According to reports, the closest ice to Alaska is currently about 150 miles northeast of Kaktovik, a city in the North Slope Borough of Alaska.
Although sea ice typically melts along the Alaskan coast during the summer months, sea surface temperatures in July were 5 degrees Celsius higher than the 1981-2010 average. While the sea ice melted completely two years ago, it never melted as early as this.
"It's cleared earlier than it has in any other year," Thoman told Mashable.
According to Zack Labe, a climate scientist at the University of California, Irvine, the expedited melting of sea ice in Alaskan waters is due to the long-term warming of the Arctic.
"Air temperatures are now rising at more than twice the rate of the global mean temperature — a phenomenon known as 'Arctic Amplification,’” Labe told Mashable in June.
Polar or Arctic amplification is a phenomenon that produces a larger change in temperature near the poles compared to the rest of the globe.
According to the NSIDC, atmospheric data reveals that Arctic warming and declining ice could spur further climate change across the planet.

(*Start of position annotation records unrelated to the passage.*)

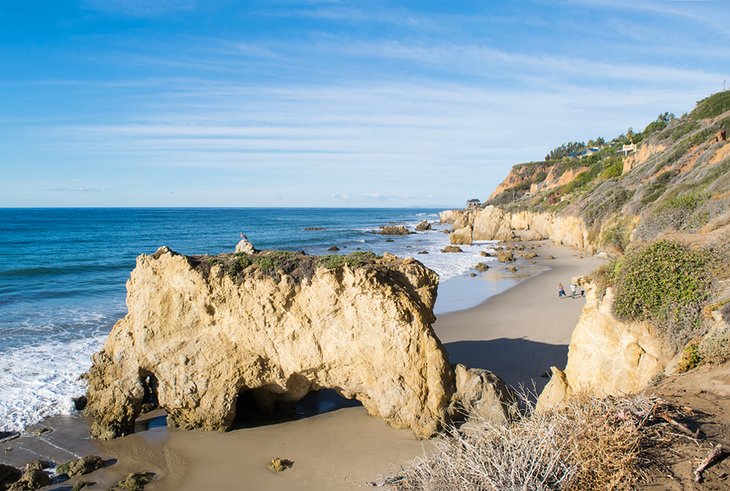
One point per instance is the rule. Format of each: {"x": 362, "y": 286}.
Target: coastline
{"x": 507, "y": 333}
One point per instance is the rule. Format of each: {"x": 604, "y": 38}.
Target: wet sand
{"x": 517, "y": 334}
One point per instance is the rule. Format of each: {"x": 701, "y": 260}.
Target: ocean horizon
{"x": 63, "y": 273}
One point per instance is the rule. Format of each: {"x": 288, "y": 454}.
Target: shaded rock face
{"x": 482, "y": 395}
{"x": 203, "y": 338}
{"x": 606, "y": 356}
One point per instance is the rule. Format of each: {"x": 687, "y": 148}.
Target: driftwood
{"x": 715, "y": 454}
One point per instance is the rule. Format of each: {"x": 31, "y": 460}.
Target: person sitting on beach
{"x": 561, "y": 290}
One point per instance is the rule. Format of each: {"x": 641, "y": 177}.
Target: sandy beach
{"x": 518, "y": 334}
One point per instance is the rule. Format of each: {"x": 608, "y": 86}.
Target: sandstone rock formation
{"x": 482, "y": 395}
{"x": 202, "y": 330}
{"x": 493, "y": 223}
{"x": 394, "y": 230}
{"x": 423, "y": 226}
{"x": 244, "y": 246}
{"x": 606, "y": 356}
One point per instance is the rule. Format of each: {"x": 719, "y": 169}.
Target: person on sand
{"x": 561, "y": 290}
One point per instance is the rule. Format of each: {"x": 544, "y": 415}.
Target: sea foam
{"x": 40, "y": 381}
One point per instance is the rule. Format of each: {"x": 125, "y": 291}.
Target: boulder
{"x": 244, "y": 246}
{"x": 461, "y": 236}
{"x": 134, "y": 482}
{"x": 423, "y": 226}
{"x": 33, "y": 477}
{"x": 84, "y": 465}
{"x": 505, "y": 256}
{"x": 394, "y": 230}
{"x": 208, "y": 329}
{"x": 8, "y": 475}
{"x": 482, "y": 395}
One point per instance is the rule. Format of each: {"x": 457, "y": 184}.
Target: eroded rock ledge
{"x": 207, "y": 329}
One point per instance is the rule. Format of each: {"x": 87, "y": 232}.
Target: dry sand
{"x": 518, "y": 334}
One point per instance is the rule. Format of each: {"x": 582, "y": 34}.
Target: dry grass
{"x": 593, "y": 444}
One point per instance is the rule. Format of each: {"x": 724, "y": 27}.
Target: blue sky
{"x": 328, "y": 103}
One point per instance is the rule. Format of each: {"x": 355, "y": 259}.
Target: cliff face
{"x": 606, "y": 356}
{"x": 493, "y": 223}
{"x": 675, "y": 186}
{"x": 202, "y": 336}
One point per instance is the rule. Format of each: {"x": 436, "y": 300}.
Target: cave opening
{"x": 258, "y": 407}
{"x": 151, "y": 415}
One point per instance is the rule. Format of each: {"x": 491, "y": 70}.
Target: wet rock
{"x": 33, "y": 477}
{"x": 423, "y": 226}
{"x": 84, "y": 465}
{"x": 279, "y": 464}
{"x": 134, "y": 482}
{"x": 393, "y": 230}
{"x": 80, "y": 402}
{"x": 505, "y": 256}
{"x": 6, "y": 436}
{"x": 8, "y": 475}
{"x": 461, "y": 236}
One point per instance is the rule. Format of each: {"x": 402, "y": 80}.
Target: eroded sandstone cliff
{"x": 607, "y": 356}
{"x": 203, "y": 332}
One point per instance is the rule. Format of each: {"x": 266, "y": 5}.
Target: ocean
{"x": 63, "y": 275}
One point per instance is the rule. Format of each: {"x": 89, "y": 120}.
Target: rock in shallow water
{"x": 84, "y": 465}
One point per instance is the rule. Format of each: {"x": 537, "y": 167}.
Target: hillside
{"x": 678, "y": 179}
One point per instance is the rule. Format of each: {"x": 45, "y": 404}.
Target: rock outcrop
{"x": 606, "y": 356}
{"x": 493, "y": 223}
{"x": 482, "y": 395}
{"x": 202, "y": 330}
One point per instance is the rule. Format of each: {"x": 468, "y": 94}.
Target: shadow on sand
{"x": 516, "y": 361}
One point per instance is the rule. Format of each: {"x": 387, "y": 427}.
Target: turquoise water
{"x": 63, "y": 274}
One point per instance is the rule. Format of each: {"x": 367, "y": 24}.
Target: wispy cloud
{"x": 140, "y": 8}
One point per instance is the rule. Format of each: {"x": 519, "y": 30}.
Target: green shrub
{"x": 712, "y": 106}
{"x": 715, "y": 348}
{"x": 679, "y": 131}
{"x": 657, "y": 187}
{"x": 665, "y": 283}
{"x": 354, "y": 260}
{"x": 613, "y": 169}
{"x": 690, "y": 358}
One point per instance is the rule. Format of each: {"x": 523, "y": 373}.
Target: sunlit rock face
{"x": 205, "y": 334}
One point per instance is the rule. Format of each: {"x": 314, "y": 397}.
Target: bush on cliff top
{"x": 666, "y": 283}
{"x": 712, "y": 106}
{"x": 275, "y": 263}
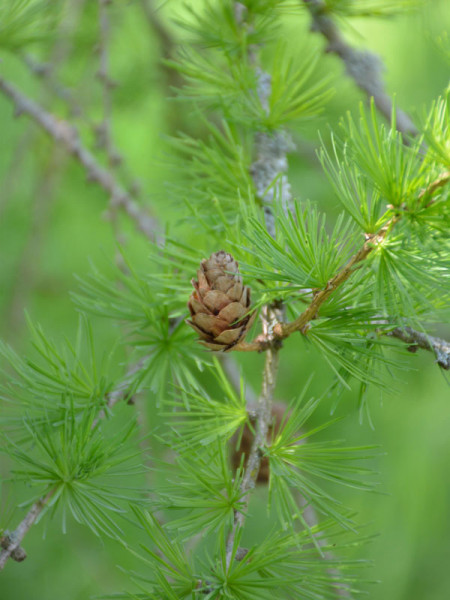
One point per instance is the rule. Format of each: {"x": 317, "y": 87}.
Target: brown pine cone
{"x": 220, "y": 303}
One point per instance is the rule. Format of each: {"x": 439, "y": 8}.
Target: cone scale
{"x": 220, "y": 303}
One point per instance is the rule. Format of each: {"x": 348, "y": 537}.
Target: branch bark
{"x": 364, "y": 67}
{"x": 64, "y": 133}
{"x": 417, "y": 339}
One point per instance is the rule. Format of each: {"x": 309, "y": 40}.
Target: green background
{"x": 53, "y": 223}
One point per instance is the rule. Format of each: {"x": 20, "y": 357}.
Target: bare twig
{"x": 417, "y": 339}
{"x": 364, "y": 67}
{"x": 263, "y": 418}
{"x": 103, "y": 130}
{"x": 63, "y": 132}
{"x": 11, "y": 542}
{"x": 271, "y": 163}
{"x": 24, "y": 277}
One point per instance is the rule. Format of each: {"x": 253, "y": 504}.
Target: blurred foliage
{"x": 53, "y": 223}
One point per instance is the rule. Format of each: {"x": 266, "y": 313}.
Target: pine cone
{"x": 220, "y": 303}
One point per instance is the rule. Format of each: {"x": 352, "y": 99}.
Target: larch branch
{"x": 417, "y": 339}
{"x": 67, "y": 135}
{"x": 364, "y": 67}
{"x": 10, "y": 543}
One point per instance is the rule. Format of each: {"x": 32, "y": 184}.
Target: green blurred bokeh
{"x": 53, "y": 223}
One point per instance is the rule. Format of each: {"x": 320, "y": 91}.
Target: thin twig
{"x": 283, "y": 330}
{"x": 364, "y": 67}
{"x": 63, "y": 132}
{"x": 417, "y": 339}
{"x": 263, "y": 418}
{"x": 270, "y": 163}
{"x": 11, "y": 542}
{"x": 103, "y": 130}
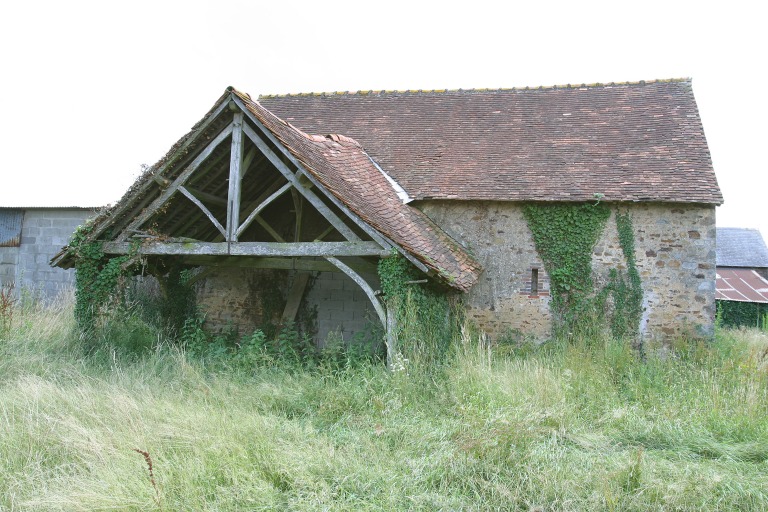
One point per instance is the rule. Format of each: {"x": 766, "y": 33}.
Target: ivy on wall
{"x": 96, "y": 277}
{"x": 625, "y": 287}
{"x": 565, "y": 235}
{"x": 423, "y": 312}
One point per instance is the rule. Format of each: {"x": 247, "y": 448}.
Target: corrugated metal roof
{"x": 742, "y": 285}
{"x": 10, "y": 227}
{"x": 741, "y": 247}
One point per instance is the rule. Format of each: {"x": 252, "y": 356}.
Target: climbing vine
{"x": 565, "y": 235}
{"x": 422, "y": 312}
{"x": 96, "y": 277}
{"x": 626, "y": 289}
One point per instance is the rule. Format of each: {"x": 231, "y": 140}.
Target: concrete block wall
{"x": 9, "y": 259}
{"x": 44, "y": 232}
{"x": 343, "y": 308}
{"x": 234, "y": 298}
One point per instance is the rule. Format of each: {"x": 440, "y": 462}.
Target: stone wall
{"x": 44, "y": 231}
{"x": 244, "y": 299}
{"x": 675, "y": 252}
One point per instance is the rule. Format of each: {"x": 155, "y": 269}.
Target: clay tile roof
{"x": 740, "y": 247}
{"x": 639, "y": 141}
{"x": 346, "y": 171}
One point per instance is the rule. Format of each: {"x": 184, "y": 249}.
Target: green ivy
{"x": 96, "y": 277}
{"x": 565, "y": 235}
{"x": 626, "y": 289}
{"x": 423, "y": 313}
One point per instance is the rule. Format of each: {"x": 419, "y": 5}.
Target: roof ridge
{"x": 476, "y": 90}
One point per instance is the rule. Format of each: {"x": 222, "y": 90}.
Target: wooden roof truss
{"x": 242, "y": 199}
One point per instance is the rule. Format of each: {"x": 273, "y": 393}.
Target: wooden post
{"x": 235, "y": 161}
{"x": 391, "y": 334}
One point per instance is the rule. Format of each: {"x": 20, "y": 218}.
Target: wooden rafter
{"x": 174, "y": 187}
{"x": 195, "y": 248}
{"x": 259, "y": 208}
{"x": 205, "y": 210}
{"x": 235, "y": 182}
{"x": 179, "y": 153}
{"x": 315, "y": 201}
{"x": 302, "y": 171}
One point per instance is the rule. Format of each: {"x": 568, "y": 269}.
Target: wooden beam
{"x": 178, "y": 182}
{"x": 248, "y": 160}
{"x": 373, "y": 233}
{"x": 205, "y": 210}
{"x": 362, "y": 283}
{"x": 182, "y": 151}
{"x": 305, "y": 264}
{"x": 315, "y": 201}
{"x": 235, "y": 161}
{"x": 324, "y": 233}
{"x": 300, "y": 280}
{"x": 298, "y": 209}
{"x": 261, "y": 207}
{"x": 269, "y": 230}
{"x": 323, "y": 249}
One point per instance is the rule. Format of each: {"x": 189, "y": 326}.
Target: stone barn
{"x": 285, "y": 205}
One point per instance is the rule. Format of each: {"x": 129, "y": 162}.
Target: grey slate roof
{"x": 741, "y": 247}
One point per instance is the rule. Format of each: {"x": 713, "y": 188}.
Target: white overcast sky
{"x": 90, "y": 90}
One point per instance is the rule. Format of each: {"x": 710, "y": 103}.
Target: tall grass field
{"x": 134, "y": 421}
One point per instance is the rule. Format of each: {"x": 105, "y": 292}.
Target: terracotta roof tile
{"x": 346, "y": 170}
{"x": 631, "y": 142}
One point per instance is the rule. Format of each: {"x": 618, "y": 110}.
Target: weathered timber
{"x": 247, "y": 160}
{"x": 205, "y": 210}
{"x": 174, "y": 187}
{"x": 207, "y": 197}
{"x": 259, "y": 208}
{"x": 300, "y": 280}
{"x": 298, "y": 207}
{"x": 236, "y": 160}
{"x": 306, "y": 264}
{"x": 324, "y": 234}
{"x": 315, "y": 201}
{"x": 324, "y": 249}
{"x": 391, "y": 335}
{"x": 302, "y": 172}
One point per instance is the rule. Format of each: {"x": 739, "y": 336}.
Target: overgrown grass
{"x": 580, "y": 426}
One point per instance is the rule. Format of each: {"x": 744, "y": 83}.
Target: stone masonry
{"x": 675, "y": 254}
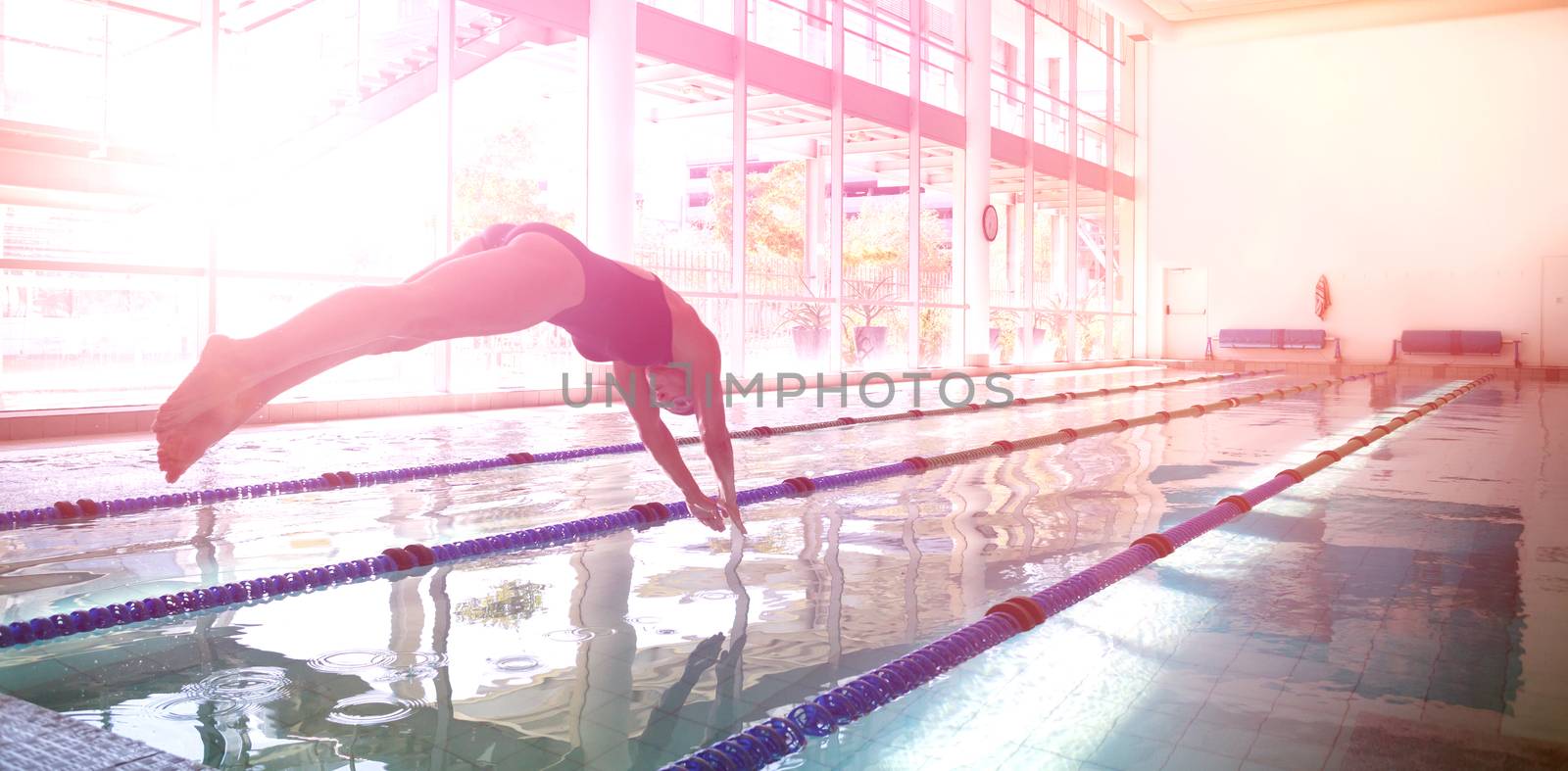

“Wind patterns are expected to spread the warming over high-latitude land areas, warming the tundra and its underlying permafrost. There is growing recognition that this could thaw permafrost and release the carbon stored in these soils back to the atmosphere, further accelerating climate warming. Some numerical simulations indicate that loss of the sea ice cover may lead to changes in storm tracks and rainfall patterns over Europe or the American West,” the NSIDC explains.